Cut to today and Crane, who had seemingly succumbed to battle wounds, wakes up in a grave, struggles his way above ground and is nearly run over by a truck when he stumbles upon a nearby road. The road happens to lead to the bustling modern-day village of Sleepy Hollow.

Meanwhile, the battlefield destroyer faced by Crane is now a Headless Horseman marauding through the area around Sleepy Hollow, killing and beheading people, including – dammit – the grizzled sheriff played by Clancy Brown.

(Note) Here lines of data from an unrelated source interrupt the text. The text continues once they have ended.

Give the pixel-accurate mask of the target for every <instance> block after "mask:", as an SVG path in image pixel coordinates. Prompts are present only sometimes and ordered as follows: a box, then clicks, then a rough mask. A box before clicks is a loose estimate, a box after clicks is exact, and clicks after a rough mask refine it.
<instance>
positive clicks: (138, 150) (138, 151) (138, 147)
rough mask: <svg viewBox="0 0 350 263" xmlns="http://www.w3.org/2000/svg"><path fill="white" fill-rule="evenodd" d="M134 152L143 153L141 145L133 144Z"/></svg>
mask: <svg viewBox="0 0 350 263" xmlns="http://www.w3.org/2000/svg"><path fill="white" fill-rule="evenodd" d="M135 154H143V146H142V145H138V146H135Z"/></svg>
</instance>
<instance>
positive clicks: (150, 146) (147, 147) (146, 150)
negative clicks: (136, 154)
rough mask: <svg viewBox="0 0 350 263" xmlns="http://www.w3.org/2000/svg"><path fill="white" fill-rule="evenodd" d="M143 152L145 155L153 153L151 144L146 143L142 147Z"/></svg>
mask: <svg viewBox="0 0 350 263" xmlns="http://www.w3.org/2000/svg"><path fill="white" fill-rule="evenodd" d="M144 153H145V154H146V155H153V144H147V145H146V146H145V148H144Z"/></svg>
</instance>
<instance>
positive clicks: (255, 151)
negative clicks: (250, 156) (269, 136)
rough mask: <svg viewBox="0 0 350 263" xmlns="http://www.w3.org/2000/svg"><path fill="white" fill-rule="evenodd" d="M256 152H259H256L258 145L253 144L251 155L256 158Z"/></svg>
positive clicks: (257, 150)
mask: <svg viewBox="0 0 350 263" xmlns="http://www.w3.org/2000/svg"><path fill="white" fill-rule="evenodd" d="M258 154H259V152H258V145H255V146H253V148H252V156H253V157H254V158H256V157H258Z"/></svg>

Although he is initially considered a lunatic because he maintains he was personally selected by Gen. George Washington to find and kill a mercenary who just might be one of the Four Horsemen of the Apocalypse, Crane (played by Tom Mison) works with deputy Abbie Mills (Nicole Beharie) to uncover the intentions of the modern-day occultists who brought the Headless Horseman back from the dead.

It turns out there are two competing covens of witches – one good, one eeeevil – who to this day are using magic and murder to put the Horseman into play in the game leading up to the end of the world. The McGuffin? The Horseman’s skull, which he’s seriously seeking.

“Sleepy Hollow” was created by Alex Kurtzman and Bob Orci, a couple of the writers behind the recent “Star Trek” movies as well as the cult favorite “Fringe.” John Cho, who plays Sulu in the new “Trek” films, is even around, at least briefly, as Abbie’s confidant.

Mison has a nicely wry and humorous take on Crane, who is written as sarcastic as well as a fish out of water. Beharie is feisty and Orlando Jones is on hand, and dependable, as a police captain.

“Sleepy Hollow” – at least the pilot – was fun, if not overwhelming. There’s no moment where my “must watch this every week” response kicked in.

But … the climactic battle with the Horseman in a cemetery, a glimpse of their ultimate demonic foe – the series Big Bad – and a preview of a parade of demons in the episodes to come have me very nearly convinced that I’ll be checking out “Sleepy Hollow” each week.

Random observations:

Clancy Brown! But he has little more than a single scene, dammit.

The show has a nice ersatz Danny Elfman score. More reserved but still full of playful strings.

The skull in the glass jar made me think of “Futurama.”

The Headless Horseman is nicely done, with good effects and, smartly, no preference for old-timey weapons. Seeing a walking headless guy stalking our heroes with semi-automatic weapons was a pleasant surprise.